Anonymous wrote:Anonymous wrote:Stop trying to insulate your students. It actually stunts them socially. Most kids find “their people” rather quickly in all different college environments. Have faith in them as adults.
So you'll send your city kid to the rural school in the heartland, right? And your conservative kid to a bastion of liberality?
Anonymous wrote:Stop trying to insulate your students. It actually stunts them socially. Most kids find “their people” rather quickly in all different college environments. Have faith in them as adults.
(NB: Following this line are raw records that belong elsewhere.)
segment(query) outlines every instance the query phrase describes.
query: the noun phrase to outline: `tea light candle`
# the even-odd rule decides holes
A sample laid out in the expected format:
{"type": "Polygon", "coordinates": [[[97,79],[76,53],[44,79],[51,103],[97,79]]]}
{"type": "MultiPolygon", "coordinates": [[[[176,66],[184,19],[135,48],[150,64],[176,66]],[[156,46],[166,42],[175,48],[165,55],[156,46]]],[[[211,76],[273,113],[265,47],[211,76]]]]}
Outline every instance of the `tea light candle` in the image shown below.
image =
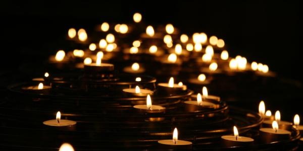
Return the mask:
{"type": "Polygon", "coordinates": [[[76,122],[68,120],[61,119],[61,113],[58,111],[57,113],[56,119],[50,120],[43,122],[43,124],[55,127],[71,127],[76,125],[76,122]]]}
{"type": "Polygon", "coordinates": [[[238,129],[235,126],[233,127],[234,135],[225,135],[221,136],[224,144],[227,146],[236,146],[250,144],[254,142],[254,139],[247,137],[239,136],[238,129]]]}
{"type": "Polygon", "coordinates": [[[173,139],[160,140],[158,141],[162,149],[191,149],[192,143],[190,141],[178,140],[178,130],[174,129],[173,139]]]}
{"type": "Polygon", "coordinates": [[[165,107],[153,105],[150,96],[147,95],[146,97],[146,105],[137,105],[133,106],[134,108],[138,109],[141,112],[143,113],[159,113],[165,111],[165,107]]]}
{"type": "Polygon", "coordinates": [[[147,89],[141,89],[136,86],[135,89],[124,89],[123,92],[132,96],[137,97],[146,96],[147,95],[153,95],[154,92],[147,89]]]}
{"type": "Polygon", "coordinates": [[[283,129],[279,129],[278,122],[274,121],[272,122],[272,128],[262,128],[260,130],[260,137],[266,143],[280,141],[288,139],[290,136],[290,132],[283,129]]]}

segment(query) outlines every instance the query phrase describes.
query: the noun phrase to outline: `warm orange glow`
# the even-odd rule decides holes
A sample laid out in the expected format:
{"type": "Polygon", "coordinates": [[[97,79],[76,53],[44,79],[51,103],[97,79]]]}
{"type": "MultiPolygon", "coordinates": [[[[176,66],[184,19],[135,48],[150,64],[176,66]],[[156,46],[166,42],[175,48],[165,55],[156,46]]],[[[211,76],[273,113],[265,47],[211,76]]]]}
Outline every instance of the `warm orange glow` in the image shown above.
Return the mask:
{"type": "Polygon", "coordinates": [[[166,32],[169,34],[174,33],[174,26],[171,24],[167,24],[165,26],[165,30],[166,30],[166,32]]]}
{"type": "Polygon", "coordinates": [[[174,78],[171,77],[168,82],[168,87],[170,88],[174,88],[174,78]]]}
{"type": "Polygon", "coordinates": [[[141,15],[141,14],[139,13],[136,13],[134,14],[134,16],[133,16],[133,19],[135,22],[139,23],[141,21],[141,20],[142,19],[142,15],[141,15]]]}
{"type": "Polygon", "coordinates": [[[62,50],[60,50],[57,52],[56,54],[56,56],[55,57],[55,59],[56,61],[61,61],[63,60],[64,59],[64,57],[65,56],[65,52],[62,50]]]}
{"type": "Polygon", "coordinates": [[[265,104],[264,101],[261,101],[259,104],[259,114],[261,115],[264,115],[265,113],[265,104]]]}
{"type": "Polygon", "coordinates": [[[110,29],[110,25],[107,22],[104,22],[101,25],[101,30],[107,32],[110,29]]]}
{"type": "Polygon", "coordinates": [[[157,51],[158,51],[158,47],[155,45],[151,46],[150,47],[149,47],[149,52],[150,52],[151,53],[156,53],[157,51]]]}
{"type": "Polygon", "coordinates": [[[180,37],[180,40],[182,43],[185,43],[188,41],[188,36],[185,34],[182,34],[180,37]]]}
{"type": "Polygon", "coordinates": [[[146,34],[150,37],[154,36],[155,35],[155,30],[154,30],[154,28],[153,26],[149,25],[147,26],[146,28],[146,34]]]}
{"type": "Polygon", "coordinates": [[[76,37],[76,34],[77,34],[77,32],[75,28],[70,28],[70,29],[68,30],[68,37],[70,38],[75,38],[75,37],[76,37]]]}

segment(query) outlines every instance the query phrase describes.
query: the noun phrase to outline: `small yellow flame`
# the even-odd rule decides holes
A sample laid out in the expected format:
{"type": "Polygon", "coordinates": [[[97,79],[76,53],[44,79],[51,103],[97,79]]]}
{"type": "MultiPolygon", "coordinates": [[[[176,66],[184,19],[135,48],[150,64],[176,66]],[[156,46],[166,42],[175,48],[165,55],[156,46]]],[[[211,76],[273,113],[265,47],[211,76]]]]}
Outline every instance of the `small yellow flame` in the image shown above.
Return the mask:
{"type": "Polygon", "coordinates": [[[174,28],[174,26],[173,26],[173,25],[169,24],[165,26],[165,30],[168,34],[171,34],[174,33],[175,29],[174,28]]]}
{"type": "Polygon", "coordinates": [[[188,51],[191,51],[193,50],[193,45],[191,43],[188,43],[186,45],[186,50],[188,51]]]}
{"type": "Polygon", "coordinates": [[[261,101],[259,104],[259,114],[263,115],[264,113],[265,113],[265,104],[264,101],[261,101]]]}
{"type": "Polygon", "coordinates": [[[265,113],[265,115],[266,115],[266,116],[271,116],[271,111],[270,110],[266,111],[266,112],[265,113]]]}
{"type": "Polygon", "coordinates": [[[88,49],[89,49],[90,51],[95,51],[97,45],[93,43],[91,43],[88,47],[88,49]]]}
{"type": "Polygon", "coordinates": [[[86,58],[84,61],[84,64],[89,64],[91,63],[91,62],[92,62],[92,60],[89,57],[86,58]]]}
{"type": "Polygon", "coordinates": [[[131,69],[133,70],[137,71],[140,68],[140,65],[139,65],[139,63],[135,62],[133,63],[131,65],[131,69]]]}
{"type": "Polygon", "coordinates": [[[273,126],[273,129],[276,131],[279,129],[279,125],[278,125],[278,122],[277,122],[277,121],[273,121],[272,125],[273,126]]]}
{"type": "Polygon", "coordinates": [[[211,71],[215,71],[218,68],[218,64],[216,62],[213,62],[210,64],[209,69],[211,71]]]}
{"type": "Polygon", "coordinates": [[[178,55],[180,55],[182,53],[182,46],[180,44],[177,44],[175,47],[175,52],[178,55]]]}
{"type": "Polygon", "coordinates": [[[113,43],[115,42],[115,36],[112,34],[108,34],[106,36],[106,41],[108,43],[113,43]]]}
{"type": "Polygon", "coordinates": [[[185,34],[182,34],[180,37],[180,40],[182,43],[185,43],[188,41],[188,36],[185,34]]]}
{"type": "Polygon", "coordinates": [[[128,31],[128,26],[126,24],[121,24],[119,27],[120,33],[125,34],[128,31]]]}
{"type": "Polygon", "coordinates": [[[60,50],[56,54],[55,59],[58,61],[61,61],[64,59],[65,56],[65,52],[62,50],[60,50]]]}
{"type": "Polygon", "coordinates": [[[107,22],[104,22],[101,25],[101,30],[107,32],[110,29],[110,25],[107,22]]]}
{"type": "Polygon", "coordinates": [[[158,47],[155,45],[152,45],[149,47],[149,52],[151,53],[154,53],[158,51],[158,47]]]}
{"type": "Polygon", "coordinates": [[[154,30],[154,28],[153,28],[153,26],[150,25],[147,26],[147,27],[146,28],[146,34],[147,34],[147,35],[150,37],[153,37],[155,35],[155,31],[154,30]]]}
{"type": "Polygon", "coordinates": [[[139,47],[141,45],[141,42],[139,40],[135,40],[133,42],[133,46],[136,47],[139,47]]]}
{"type": "Polygon", "coordinates": [[[202,105],[202,97],[200,93],[198,93],[197,95],[197,103],[198,105],[202,105]]]}
{"type": "Polygon", "coordinates": [[[221,55],[221,59],[226,60],[228,59],[228,52],[224,50],[222,51],[221,55]]]}
{"type": "Polygon", "coordinates": [[[173,133],[173,140],[175,141],[178,140],[178,130],[177,127],[174,129],[174,133],[173,133]]]}
{"type": "Polygon", "coordinates": [[[280,122],[280,120],[281,114],[280,113],[280,111],[278,110],[276,111],[276,113],[275,114],[275,120],[277,121],[277,122],[280,122]]]}
{"type": "Polygon", "coordinates": [[[70,144],[64,143],[60,146],[59,151],[75,151],[75,150],[70,144]]]}
{"type": "Polygon", "coordinates": [[[199,81],[205,81],[206,79],[206,76],[204,74],[200,74],[198,76],[198,80],[199,81]]]}
{"type": "Polygon", "coordinates": [[[44,73],[44,77],[46,78],[48,77],[48,76],[49,76],[49,74],[48,74],[48,72],[45,72],[44,73]]]}
{"type": "Polygon", "coordinates": [[[175,63],[177,61],[177,55],[175,53],[171,53],[167,58],[168,61],[175,63]]]}
{"type": "Polygon", "coordinates": [[[171,77],[168,82],[168,87],[174,88],[174,78],[171,77]]]}
{"type": "Polygon", "coordinates": [[[134,16],[133,16],[133,19],[135,22],[139,23],[141,21],[141,20],[142,19],[142,15],[141,15],[141,14],[139,13],[135,13],[135,14],[134,14],[134,16]]]}
{"type": "Polygon", "coordinates": [[[295,126],[298,126],[300,124],[300,117],[299,115],[296,114],[293,118],[293,124],[295,126]]]}
{"type": "Polygon", "coordinates": [[[147,95],[147,97],[146,97],[146,107],[147,109],[149,110],[152,110],[152,99],[150,98],[150,96],[149,95],[147,95]]]}
{"type": "Polygon", "coordinates": [[[136,86],[136,88],[135,89],[135,92],[136,93],[141,93],[141,90],[140,89],[140,88],[139,88],[139,86],[136,86]]]}
{"type": "Polygon", "coordinates": [[[75,37],[76,37],[76,34],[77,34],[77,32],[75,28],[70,28],[70,29],[68,30],[68,37],[70,38],[75,38],[75,37]]]}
Anonymous wrote:To give you an example, on UNIGO, their alcohol question has four response options. Here are some EXAMPLES of how kids at different schools respond:
Elon 52% say "There is some drinking going on every night" (which is their most pro-alcohol option)
That number is 62% at Dartmouth
At Mount Holyoke it is 11%
And at St. Olaf's it is 4%
My point is not to single out these schools, it is to encourage OP to look up the schools that seem to match her child on other qualities, and see where it stands with regard to the popularity of alcohol.
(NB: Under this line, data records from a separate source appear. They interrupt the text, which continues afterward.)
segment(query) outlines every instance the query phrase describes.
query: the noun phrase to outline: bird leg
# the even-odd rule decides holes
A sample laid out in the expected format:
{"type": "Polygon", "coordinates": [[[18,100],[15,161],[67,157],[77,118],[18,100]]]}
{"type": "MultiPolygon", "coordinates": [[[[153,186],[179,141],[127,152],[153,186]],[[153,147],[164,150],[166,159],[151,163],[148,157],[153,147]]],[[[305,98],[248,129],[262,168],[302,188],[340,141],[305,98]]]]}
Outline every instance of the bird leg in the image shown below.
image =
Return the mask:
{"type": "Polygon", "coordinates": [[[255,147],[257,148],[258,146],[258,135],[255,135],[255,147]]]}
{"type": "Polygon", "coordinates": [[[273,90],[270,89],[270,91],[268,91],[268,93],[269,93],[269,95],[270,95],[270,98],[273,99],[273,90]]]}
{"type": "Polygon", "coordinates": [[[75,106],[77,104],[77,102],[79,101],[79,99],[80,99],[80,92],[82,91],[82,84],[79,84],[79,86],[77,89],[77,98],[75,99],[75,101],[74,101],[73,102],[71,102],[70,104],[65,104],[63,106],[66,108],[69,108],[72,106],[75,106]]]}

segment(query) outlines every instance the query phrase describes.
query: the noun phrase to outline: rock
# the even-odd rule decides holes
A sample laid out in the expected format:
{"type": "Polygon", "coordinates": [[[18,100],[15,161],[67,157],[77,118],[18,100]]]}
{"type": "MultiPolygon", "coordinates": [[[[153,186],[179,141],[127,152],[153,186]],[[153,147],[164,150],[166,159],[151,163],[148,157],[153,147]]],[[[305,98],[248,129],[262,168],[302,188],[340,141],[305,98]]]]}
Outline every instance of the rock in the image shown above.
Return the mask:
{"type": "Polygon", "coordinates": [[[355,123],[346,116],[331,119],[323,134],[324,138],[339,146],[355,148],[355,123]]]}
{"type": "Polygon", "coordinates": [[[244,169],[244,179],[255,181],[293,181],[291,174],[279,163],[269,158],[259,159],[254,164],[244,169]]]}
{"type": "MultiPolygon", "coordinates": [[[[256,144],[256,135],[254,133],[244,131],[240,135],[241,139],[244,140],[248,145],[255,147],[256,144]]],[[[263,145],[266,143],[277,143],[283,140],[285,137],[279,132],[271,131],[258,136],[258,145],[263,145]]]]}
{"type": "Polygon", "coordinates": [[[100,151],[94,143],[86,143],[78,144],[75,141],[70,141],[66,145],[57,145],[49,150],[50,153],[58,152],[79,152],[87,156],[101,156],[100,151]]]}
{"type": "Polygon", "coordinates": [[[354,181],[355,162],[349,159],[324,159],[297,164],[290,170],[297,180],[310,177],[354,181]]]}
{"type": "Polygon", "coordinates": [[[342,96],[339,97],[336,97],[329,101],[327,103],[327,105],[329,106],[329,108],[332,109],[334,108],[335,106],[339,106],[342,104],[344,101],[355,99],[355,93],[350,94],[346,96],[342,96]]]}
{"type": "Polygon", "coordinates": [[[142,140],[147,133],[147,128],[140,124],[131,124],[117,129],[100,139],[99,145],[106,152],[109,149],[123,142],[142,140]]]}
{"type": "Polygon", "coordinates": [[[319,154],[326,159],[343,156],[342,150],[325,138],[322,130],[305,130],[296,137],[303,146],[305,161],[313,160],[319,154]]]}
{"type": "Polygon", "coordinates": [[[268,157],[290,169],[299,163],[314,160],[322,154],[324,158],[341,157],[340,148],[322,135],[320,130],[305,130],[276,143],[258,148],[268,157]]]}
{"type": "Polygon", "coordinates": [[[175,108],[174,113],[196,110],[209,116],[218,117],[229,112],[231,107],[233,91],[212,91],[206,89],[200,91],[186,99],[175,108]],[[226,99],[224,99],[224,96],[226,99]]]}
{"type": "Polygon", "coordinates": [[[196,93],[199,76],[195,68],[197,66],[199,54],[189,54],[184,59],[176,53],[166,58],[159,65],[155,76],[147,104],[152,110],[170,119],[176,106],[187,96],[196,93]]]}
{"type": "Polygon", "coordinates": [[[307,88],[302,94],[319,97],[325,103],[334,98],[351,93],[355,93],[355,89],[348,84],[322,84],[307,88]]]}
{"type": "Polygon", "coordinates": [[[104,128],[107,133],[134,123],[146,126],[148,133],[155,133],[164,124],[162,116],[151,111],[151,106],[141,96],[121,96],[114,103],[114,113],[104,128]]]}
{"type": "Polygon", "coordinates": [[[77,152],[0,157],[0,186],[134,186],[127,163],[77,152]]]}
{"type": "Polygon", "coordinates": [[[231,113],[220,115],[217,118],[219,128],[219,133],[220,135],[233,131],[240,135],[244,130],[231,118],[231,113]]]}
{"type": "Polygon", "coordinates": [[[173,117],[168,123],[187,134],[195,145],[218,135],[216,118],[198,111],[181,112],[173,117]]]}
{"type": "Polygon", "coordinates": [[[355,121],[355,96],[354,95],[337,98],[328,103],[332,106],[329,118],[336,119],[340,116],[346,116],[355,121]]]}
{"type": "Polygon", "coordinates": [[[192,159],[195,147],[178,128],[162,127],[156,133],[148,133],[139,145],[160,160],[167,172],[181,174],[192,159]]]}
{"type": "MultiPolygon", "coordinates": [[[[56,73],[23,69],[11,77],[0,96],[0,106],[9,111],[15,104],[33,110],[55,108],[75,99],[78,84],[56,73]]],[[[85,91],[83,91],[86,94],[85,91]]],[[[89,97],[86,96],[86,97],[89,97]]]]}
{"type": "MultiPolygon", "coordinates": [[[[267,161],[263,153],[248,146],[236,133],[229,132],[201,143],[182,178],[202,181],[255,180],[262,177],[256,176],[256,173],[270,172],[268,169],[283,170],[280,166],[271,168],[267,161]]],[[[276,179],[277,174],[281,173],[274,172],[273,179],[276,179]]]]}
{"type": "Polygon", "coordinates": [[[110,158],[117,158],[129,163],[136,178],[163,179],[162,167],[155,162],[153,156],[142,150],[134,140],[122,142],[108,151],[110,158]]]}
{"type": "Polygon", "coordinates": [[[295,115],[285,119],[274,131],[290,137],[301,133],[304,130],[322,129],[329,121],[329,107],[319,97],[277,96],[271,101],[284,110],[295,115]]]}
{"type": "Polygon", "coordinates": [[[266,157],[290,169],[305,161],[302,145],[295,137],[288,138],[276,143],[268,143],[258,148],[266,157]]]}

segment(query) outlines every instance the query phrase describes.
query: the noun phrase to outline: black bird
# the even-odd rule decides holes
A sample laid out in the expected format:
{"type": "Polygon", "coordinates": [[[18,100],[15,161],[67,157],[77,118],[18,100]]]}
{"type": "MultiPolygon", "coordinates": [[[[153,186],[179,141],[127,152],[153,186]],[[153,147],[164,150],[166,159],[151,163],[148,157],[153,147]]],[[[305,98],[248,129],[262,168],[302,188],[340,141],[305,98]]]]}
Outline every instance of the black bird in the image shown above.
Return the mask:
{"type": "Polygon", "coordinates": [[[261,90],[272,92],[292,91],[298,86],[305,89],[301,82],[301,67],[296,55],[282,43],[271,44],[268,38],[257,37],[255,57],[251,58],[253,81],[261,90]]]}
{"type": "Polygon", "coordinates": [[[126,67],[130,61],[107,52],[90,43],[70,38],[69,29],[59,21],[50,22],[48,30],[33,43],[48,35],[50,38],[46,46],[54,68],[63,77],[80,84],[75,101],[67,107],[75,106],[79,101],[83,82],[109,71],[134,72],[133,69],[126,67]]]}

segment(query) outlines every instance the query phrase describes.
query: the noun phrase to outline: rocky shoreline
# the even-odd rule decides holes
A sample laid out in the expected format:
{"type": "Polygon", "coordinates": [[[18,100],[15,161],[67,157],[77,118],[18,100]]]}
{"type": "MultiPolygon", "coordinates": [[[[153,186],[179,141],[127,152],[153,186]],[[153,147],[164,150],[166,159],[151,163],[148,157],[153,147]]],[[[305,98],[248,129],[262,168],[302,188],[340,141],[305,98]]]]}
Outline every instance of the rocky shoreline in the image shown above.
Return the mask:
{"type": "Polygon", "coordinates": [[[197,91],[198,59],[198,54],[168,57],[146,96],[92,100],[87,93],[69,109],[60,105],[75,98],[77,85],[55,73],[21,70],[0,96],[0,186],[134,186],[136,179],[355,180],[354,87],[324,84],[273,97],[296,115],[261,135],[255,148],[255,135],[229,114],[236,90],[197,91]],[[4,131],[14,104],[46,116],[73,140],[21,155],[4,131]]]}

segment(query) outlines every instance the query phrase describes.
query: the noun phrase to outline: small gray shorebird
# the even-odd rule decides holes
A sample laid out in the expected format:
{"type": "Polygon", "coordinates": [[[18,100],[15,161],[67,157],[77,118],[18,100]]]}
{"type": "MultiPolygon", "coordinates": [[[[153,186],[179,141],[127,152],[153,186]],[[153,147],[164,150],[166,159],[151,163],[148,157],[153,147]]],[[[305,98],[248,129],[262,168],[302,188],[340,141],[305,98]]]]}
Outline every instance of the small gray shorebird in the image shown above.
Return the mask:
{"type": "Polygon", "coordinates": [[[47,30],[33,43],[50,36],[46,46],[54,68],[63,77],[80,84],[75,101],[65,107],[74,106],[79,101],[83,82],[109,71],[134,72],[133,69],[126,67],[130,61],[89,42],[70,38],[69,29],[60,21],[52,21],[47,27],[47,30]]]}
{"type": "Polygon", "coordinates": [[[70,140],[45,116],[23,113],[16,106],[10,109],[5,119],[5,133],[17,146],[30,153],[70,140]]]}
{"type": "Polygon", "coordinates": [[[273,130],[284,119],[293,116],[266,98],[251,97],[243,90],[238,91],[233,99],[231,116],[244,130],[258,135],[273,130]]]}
Anonymous wrote:Lots of people are going to suggest places like Grinnell, Carleton, Swarthmore, Macalester, Haverford, etc: small colleges that attract bookish kids.
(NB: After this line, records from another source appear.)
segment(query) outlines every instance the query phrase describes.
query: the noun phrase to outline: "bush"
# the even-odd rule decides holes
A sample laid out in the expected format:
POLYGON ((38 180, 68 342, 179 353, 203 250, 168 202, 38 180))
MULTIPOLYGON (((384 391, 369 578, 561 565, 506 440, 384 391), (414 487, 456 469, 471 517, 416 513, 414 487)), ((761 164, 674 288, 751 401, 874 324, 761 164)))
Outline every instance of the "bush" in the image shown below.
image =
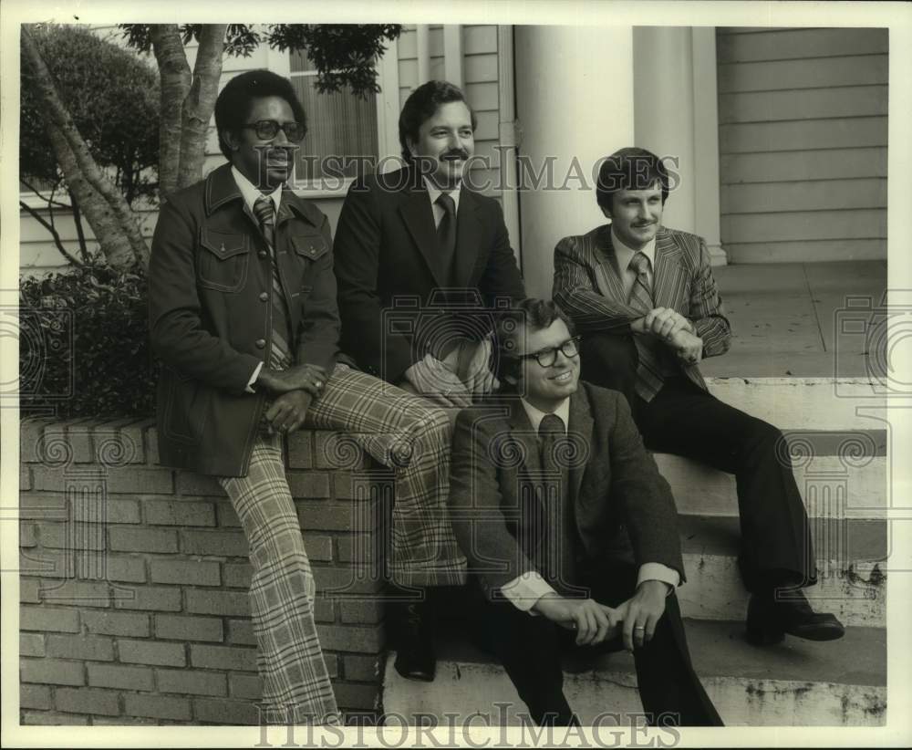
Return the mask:
POLYGON ((157 364, 145 271, 87 266, 19 286, 23 415, 149 417, 157 364))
Don't forget places like Michigan, Wisconsin, UNC, Berkeley and UCLA. Yes there are dozens of parties every weekend at big state schools. There also are thousands of students who don't go to them.
Anonymous wrote:To give you an example, on UNIGO, their alcohol question has four response options. Here are some EXAMPLES of how kids at different schools respond:
Elon 52% say "There is some drinking going on every night" (which is their most pro-alcohol option)
That number is 62% at Dartmouth
At Mount Holyoke it is 11%
And at St. Olaf's it is 4%
My point is not to single out these schools, it is to encourage OP to look up the schools that seem to match her child on other qualities, and see where it stands with regard to the popularity of alcohol.
Anonymous wrote:WVU. Gotta start sometime.
Anonymous wrote:My kid's school, a SLAC in the middle of nowhere, shows 8% for that option.
So you see, the variation is wide.
Anonymous wrote:Skidmore. Bryn Mawr. Mount Holyoke. Maybe Fordham. Emerson. Some of the smaller liberal artsy places in the northeast. I would look for schools with no greek life and no major sports teams.